Group | E1 | E2 | E3 | E4 | E5 | E6 | E7 | E8 | E9 |
---|---|---|---|---|---|---|---|---|---|
Beat 1 | 0.0554 | 0.3038 | 0.2091 | 2.1581 | 0.0412 | 0.2071 | 0.8093 | 3.2430 | 1.2542 |
Beat 2 | 0.0374 | 0.1314 | 0.1667 | 0.7537 | 0.0209 | 0.1911 | 1.3794 | 3.4995 | 1.1320 |
Normal 1 | 59.236 | 4.0632 | 0.0167 | 0.5612 | 0.0034 | 0.0035 | 0.0172 | 0.0385 | 0.0144 |
Normal 2 | 51.867 | 7.4678 | 0.0300 | 1.5634 | 0.0004 | 0.0062 | 0.0282 | 0.0279 | 0.0092 |
Table 2: Energy eigenvalue of the training data.
Group | E1 | E2 | E3 | E4 | E5 | E6 | E7 | E8 | E9 |
---|---|---|---|---|---|---|---|---|---|
Beat 1 | 0.0288 | 0.3545 | 0.3633 | 2.2519 | 0.2922 | 1.0104 | 1.6630 | 12.174 | 6.1445 |
Beat 2 | 0.0114 | 0.3676 | 0.0833 | 0.8241 | 0.0290 | 0.2026 | 0.5465 | 1.3602 | 1.1216 |
Normal 1 | 42.524 | 0.0002 | 0.0005 | 0.0001 | 0.0001 | 0.0004 | 0.0003 | 0.0005 | 0.0001 |
Normal 2 | 5.1044 | 3.8369 | 0.0137 | 0.0487 | 0.0002 | 0.0029 | 0.0232 | 0.0252 | 0.0011 |
Table 3: Energy eigenvalue of the test data.
This paper mainly completed the following work:
1. A detailed description of the method of the heart sounds wavelet replacing the activation function.
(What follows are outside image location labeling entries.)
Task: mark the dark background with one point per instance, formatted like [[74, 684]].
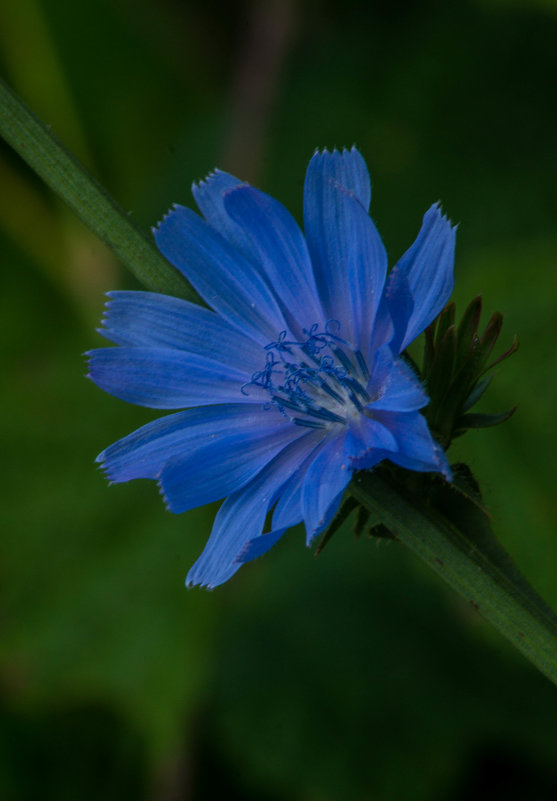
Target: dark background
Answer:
[[357, 675]]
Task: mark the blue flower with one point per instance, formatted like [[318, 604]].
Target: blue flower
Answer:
[[294, 380]]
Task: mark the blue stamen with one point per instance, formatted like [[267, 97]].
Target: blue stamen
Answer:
[[297, 388]]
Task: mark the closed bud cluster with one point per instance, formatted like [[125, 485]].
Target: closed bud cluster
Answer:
[[457, 370]]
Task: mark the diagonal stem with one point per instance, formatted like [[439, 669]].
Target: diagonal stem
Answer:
[[38, 146], [518, 613]]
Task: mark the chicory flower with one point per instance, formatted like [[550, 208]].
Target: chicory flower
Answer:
[[293, 379]]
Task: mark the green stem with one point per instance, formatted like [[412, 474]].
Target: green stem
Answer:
[[38, 146], [521, 616]]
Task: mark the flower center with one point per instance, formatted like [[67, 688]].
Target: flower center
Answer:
[[316, 382]]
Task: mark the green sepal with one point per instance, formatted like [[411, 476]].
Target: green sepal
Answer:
[[481, 420]]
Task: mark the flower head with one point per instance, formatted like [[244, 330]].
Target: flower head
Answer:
[[294, 379]]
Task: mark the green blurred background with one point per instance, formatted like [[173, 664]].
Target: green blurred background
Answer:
[[357, 675]]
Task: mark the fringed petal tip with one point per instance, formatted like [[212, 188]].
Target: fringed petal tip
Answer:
[[175, 207]]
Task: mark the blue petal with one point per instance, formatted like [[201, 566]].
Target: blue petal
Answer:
[[143, 453], [366, 435], [148, 319], [349, 259], [280, 249], [421, 283], [165, 378], [209, 196], [288, 511], [347, 169], [221, 275], [417, 449], [241, 518], [325, 481], [394, 385], [216, 468]]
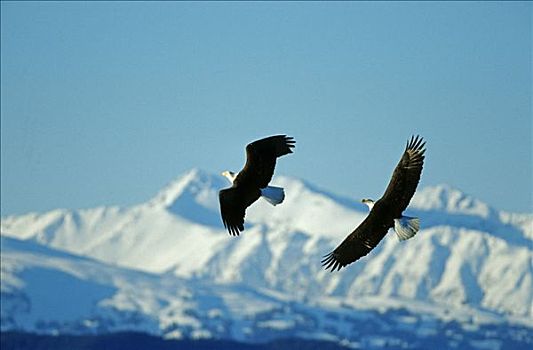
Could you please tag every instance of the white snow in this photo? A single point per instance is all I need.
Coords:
(168, 266)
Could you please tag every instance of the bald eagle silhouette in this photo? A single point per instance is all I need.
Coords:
(386, 212)
(251, 182)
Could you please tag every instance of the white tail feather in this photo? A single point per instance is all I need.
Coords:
(406, 227)
(273, 195)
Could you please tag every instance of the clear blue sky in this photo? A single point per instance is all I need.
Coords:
(103, 103)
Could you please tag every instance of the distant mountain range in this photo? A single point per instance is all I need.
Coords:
(167, 267)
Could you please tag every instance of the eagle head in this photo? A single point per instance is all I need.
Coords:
(368, 202)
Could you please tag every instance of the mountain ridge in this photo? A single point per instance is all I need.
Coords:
(467, 256)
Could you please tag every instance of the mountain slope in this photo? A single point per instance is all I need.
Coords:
(468, 260)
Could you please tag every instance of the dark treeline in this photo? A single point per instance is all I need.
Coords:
(142, 341)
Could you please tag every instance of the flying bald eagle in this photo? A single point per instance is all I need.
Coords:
(386, 212)
(252, 181)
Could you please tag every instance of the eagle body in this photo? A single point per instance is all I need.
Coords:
(386, 212)
(252, 181)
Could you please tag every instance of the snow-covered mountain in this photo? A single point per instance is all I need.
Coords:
(168, 267)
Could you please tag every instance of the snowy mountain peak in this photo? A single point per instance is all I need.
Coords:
(196, 185)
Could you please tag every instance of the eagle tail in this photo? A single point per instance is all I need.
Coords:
(273, 195)
(406, 227)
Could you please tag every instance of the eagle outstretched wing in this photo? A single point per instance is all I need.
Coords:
(257, 172)
(261, 158)
(405, 177)
(398, 194)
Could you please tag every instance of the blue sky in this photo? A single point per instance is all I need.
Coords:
(104, 103)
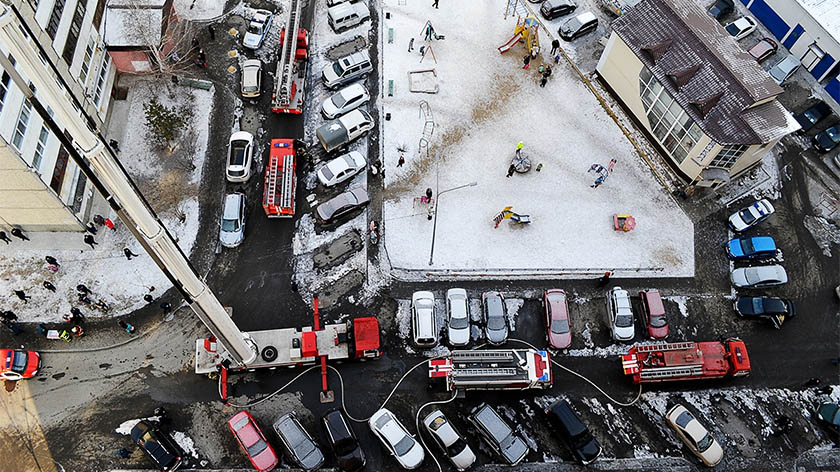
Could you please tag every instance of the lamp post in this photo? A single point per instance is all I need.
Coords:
(434, 226)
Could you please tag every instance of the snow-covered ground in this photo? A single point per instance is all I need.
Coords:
(486, 104)
(172, 189)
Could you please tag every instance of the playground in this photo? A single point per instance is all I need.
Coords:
(573, 199)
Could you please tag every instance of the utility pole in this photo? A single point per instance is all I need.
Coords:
(88, 149)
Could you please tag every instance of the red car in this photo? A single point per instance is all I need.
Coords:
(557, 319)
(653, 313)
(252, 441)
(18, 365)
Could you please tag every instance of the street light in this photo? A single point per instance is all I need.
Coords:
(434, 226)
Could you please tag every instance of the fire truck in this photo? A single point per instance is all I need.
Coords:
(291, 68)
(685, 361)
(279, 189)
(506, 369)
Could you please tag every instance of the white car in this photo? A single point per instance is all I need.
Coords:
(347, 99)
(257, 29)
(458, 316)
(621, 314)
(750, 216)
(449, 440)
(341, 168)
(694, 435)
(240, 154)
(407, 450)
(251, 78)
(232, 230)
(741, 28)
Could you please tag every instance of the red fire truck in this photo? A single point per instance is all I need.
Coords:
(279, 189)
(685, 361)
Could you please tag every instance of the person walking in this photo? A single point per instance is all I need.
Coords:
(16, 232)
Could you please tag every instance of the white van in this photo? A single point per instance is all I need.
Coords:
(347, 15)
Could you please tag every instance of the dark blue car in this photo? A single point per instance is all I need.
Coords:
(756, 247)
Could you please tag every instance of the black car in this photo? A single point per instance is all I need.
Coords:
(343, 442)
(827, 139)
(552, 9)
(573, 432)
(158, 445)
(721, 8)
(808, 118)
(765, 308)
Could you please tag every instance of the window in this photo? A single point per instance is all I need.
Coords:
(727, 156)
(73, 35)
(55, 18)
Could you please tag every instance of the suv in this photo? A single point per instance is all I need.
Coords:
(573, 432)
(158, 445)
(299, 445)
(498, 434)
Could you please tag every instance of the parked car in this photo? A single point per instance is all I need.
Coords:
(498, 434)
(763, 50)
(653, 314)
(691, 432)
(746, 248)
(621, 314)
(232, 228)
(402, 445)
(759, 276)
(345, 100)
(252, 441)
(454, 445)
(257, 29)
(784, 69)
(343, 442)
(18, 364)
(251, 78)
(829, 414)
(458, 316)
(495, 317)
(566, 423)
(721, 8)
(827, 139)
(741, 28)
(240, 154)
(812, 115)
(557, 323)
(551, 9)
(158, 445)
(342, 204)
(423, 325)
(750, 216)
(300, 448)
(578, 26)
(341, 168)
(776, 310)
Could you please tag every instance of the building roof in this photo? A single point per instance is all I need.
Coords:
(705, 70)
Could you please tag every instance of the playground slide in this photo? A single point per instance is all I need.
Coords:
(505, 47)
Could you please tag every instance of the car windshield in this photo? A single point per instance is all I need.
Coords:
(559, 326)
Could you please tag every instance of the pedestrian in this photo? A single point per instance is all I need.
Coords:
(22, 295)
(16, 232)
(128, 253)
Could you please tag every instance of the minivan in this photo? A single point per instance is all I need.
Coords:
(566, 423)
(347, 15)
(347, 69)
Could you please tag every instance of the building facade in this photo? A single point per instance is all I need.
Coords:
(68, 31)
(707, 105)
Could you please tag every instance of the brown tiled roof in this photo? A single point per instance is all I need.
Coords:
(728, 80)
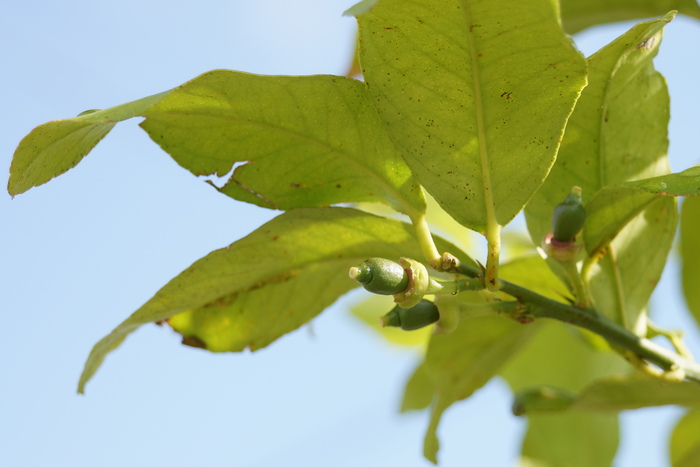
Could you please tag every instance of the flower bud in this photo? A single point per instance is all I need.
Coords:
(409, 319)
(568, 217)
(380, 276)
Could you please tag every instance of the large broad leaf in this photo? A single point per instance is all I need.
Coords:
(464, 361)
(617, 133)
(270, 282)
(304, 140)
(624, 279)
(685, 441)
(690, 254)
(611, 394)
(577, 15)
(476, 93)
(56, 147)
(686, 183)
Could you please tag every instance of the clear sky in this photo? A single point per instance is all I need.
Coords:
(79, 254)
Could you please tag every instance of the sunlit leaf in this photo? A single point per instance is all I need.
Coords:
(420, 390)
(634, 391)
(475, 93)
(56, 147)
(278, 255)
(571, 439)
(577, 15)
(608, 213)
(617, 133)
(690, 254)
(685, 441)
(303, 141)
(462, 362)
(561, 357)
(624, 279)
(372, 307)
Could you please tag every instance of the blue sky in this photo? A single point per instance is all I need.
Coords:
(79, 254)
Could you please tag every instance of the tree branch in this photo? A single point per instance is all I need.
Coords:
(538, 306)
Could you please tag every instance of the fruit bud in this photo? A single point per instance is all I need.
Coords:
(409, 319)
(542, 399)
(568, 217)
(380, 276)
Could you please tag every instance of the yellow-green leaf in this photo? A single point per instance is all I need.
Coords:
(690, 254)
(616, 134)
(56, 147)
(686, 183)
(291, 141)
(476, 93)
(577, 15)
(297, 255)
(571, 439)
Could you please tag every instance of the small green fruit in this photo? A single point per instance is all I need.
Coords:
(409, 319)
(380, 276)
(569, 217)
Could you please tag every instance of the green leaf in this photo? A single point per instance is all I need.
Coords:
(299, 253)
(635, 391)
(612, 393)
(359, 8)
(56, 147)
(690, 254)
(571, 439)
(476, 94)
(462, 362)
(563, 357)
(304, 141)
(686, 183)
(577, 15)
(373, 307)
(610, 210)
(625, 278)
(618, 130)
(420, 390)
(235, 322)
(617, 133)
(685, 441)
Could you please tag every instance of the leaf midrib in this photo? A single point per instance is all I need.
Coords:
(303, 138)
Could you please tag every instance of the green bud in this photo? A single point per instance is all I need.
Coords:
(542, 399)
(409, 319)
(380, 276)
(87, 112)
(569, 217)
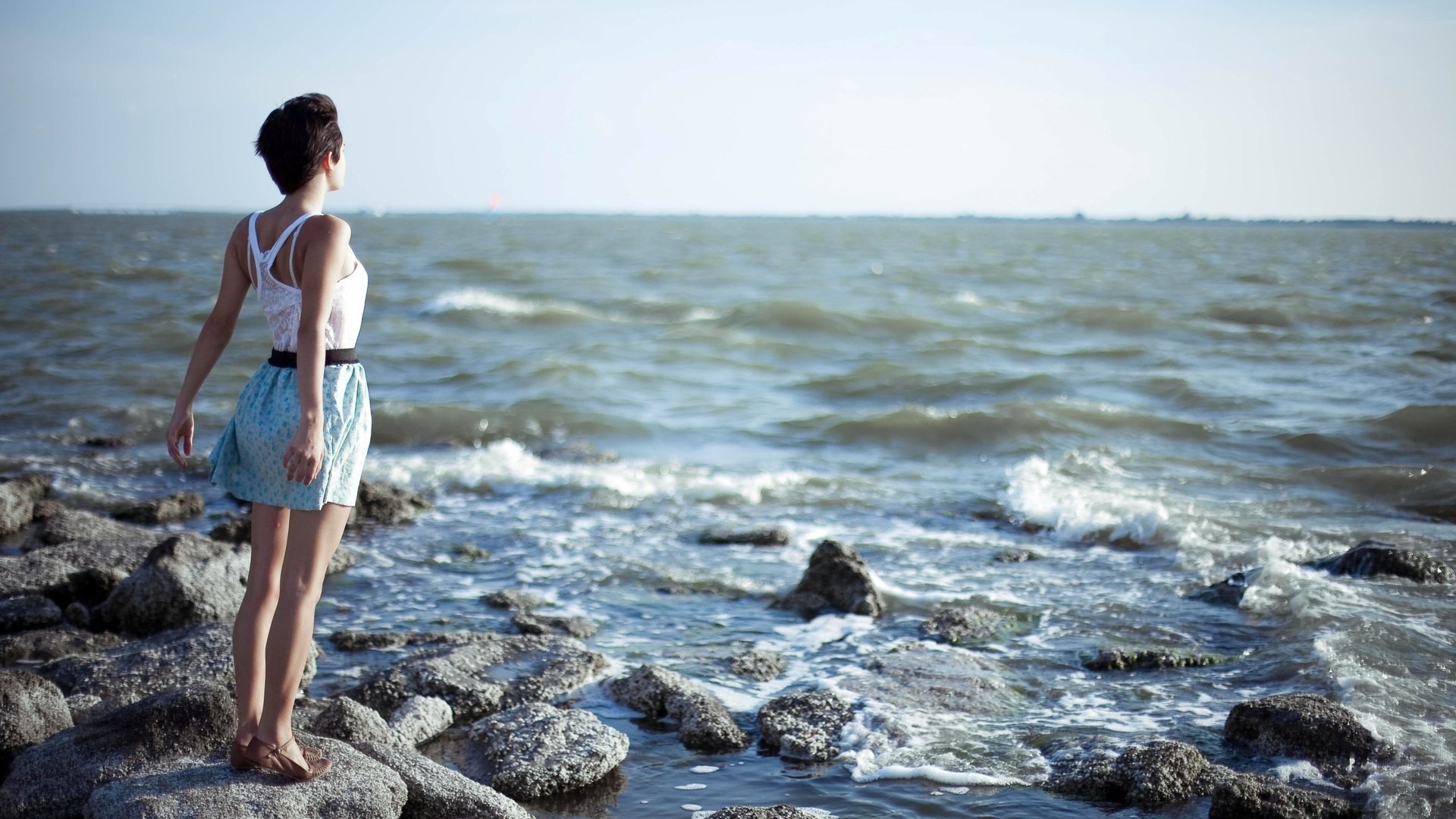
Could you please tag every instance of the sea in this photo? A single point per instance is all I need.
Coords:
(1147, 407)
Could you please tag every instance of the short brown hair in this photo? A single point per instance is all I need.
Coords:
(294, 139)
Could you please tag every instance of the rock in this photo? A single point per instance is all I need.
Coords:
(536, 749)
(143, 668)
(485, 675)
(513, 599)
(702, 722)
(184, 579)
(1147, 659)
(1228, 592)
(1305, 726)
(967, 626)
(1247, 796)
(386, 504)
(758, 664)
(181, 506)
(28, 611)
(1372, 558)
(804, 726)
(350, 720)
(31, 710)
(421, 719)
(836, 579)
(191, 720)
(18, 499)
(354, 787)
(752, 538)
(52, 643)
(437, 792)
(577, 627)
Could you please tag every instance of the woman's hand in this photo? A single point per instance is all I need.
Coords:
(305, 455)
(180, 435)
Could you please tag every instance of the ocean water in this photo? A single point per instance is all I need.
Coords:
(582, 397)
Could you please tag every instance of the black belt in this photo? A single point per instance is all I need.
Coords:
(287, 359)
Give heart sound wavelet neural networks structure steps;
2. According to the characteristics of heart sounds, constructing wavelet neural network and its training algorithm, we obtained a wavelet neural network, which has more advantages in the processing of heart sounds, providing an effective method for engineering application of wavelet neural network;
3. Selecting the normal heart and premature beats heart sound signals to do simulation experiment, the experimental results show that the correct rate of heart sounds wavelet neural network reached 97%, and in terms of convergence and algorithm speed, heart sounds wavelet neural network far exceeds the Morlet wavelet neural network and Mexican hat wavelet neural network in heart sound recognition.
*Project supported by the National Natural Science Foundation of China (Grant No.61271334) “new method of Research and application on the heart sound features extraction for identification”.